Without consultation, the Purple One dubbed the pianist “Tommy Barbarella,” whose surname is Elm. He learned of his new moniker from a photo in a newspaper.
“My mom called me and said, ‘There’s a picture in the paper and it looks like you and it’s not your name.’”
Not only did Barbarella get a stage name, but he was also the only white musician in an otherwise all-Black ensemble. He felt the pressure, especially early on at a Black music conference in Atlanta where he accompanied Gaines on Aretha Franklin’s “Ain’t No Way.”
“I remember being just terrified,” the pianist said. “It was a very exposed moment in an all-Black crowd. That was the most scared I’ve ever been in my life performing.
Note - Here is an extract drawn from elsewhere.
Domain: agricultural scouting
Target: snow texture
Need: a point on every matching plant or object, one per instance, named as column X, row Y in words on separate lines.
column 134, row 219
I wanted to be legit, as if being in Prince’s band didn’t make you legit enough.”
A tribute to Miles Davis
The new boxed set includes outtakes like the blues “I Pledge Allegiance to Your Love” (“We played ‘Summertime’ and Ray Charles songs at soundcheck,” Barbarella says), the silly “Work That Fat” (a rap parody by Prince) and the jazzy instrumental “Letter 4 Miles” (saluting trumpet icon Miles Davis, who was friendly with Prince).
“Prince and I recorded [‘Letter 4 Miles’] with no one else around,” Bland recalled. “He was on piano and I was on drums and he said, ‘Let’s swing it.’ We tried it a couple times. We went into the control room where he proceeded to put bass on it and he asked me: ‘You ever arrange horns before?’ ‘No, I’d love to try.’”
After four consecutive albums under his own name, Prince gave the New Power Generation billing on “Diamonds and Pearls” — just like he had with his earlier band, the Revolution, on three collaborative albums. That meant artist royalties for the NPG musicians.
Bland continues to receive checks, maybe a few hundred dollars here, 50 bucks there.
Mosley pocketed bigger payments because he, like Seacer, earned co-writing credits on some songs.
“It was eye-opening; I took a picture of it,” Mosley said of his first check. “My first big one was over 100K. A kid from north Minneapolis to see something like that. … I think I like this writing thing. I think I’ll do this more often.”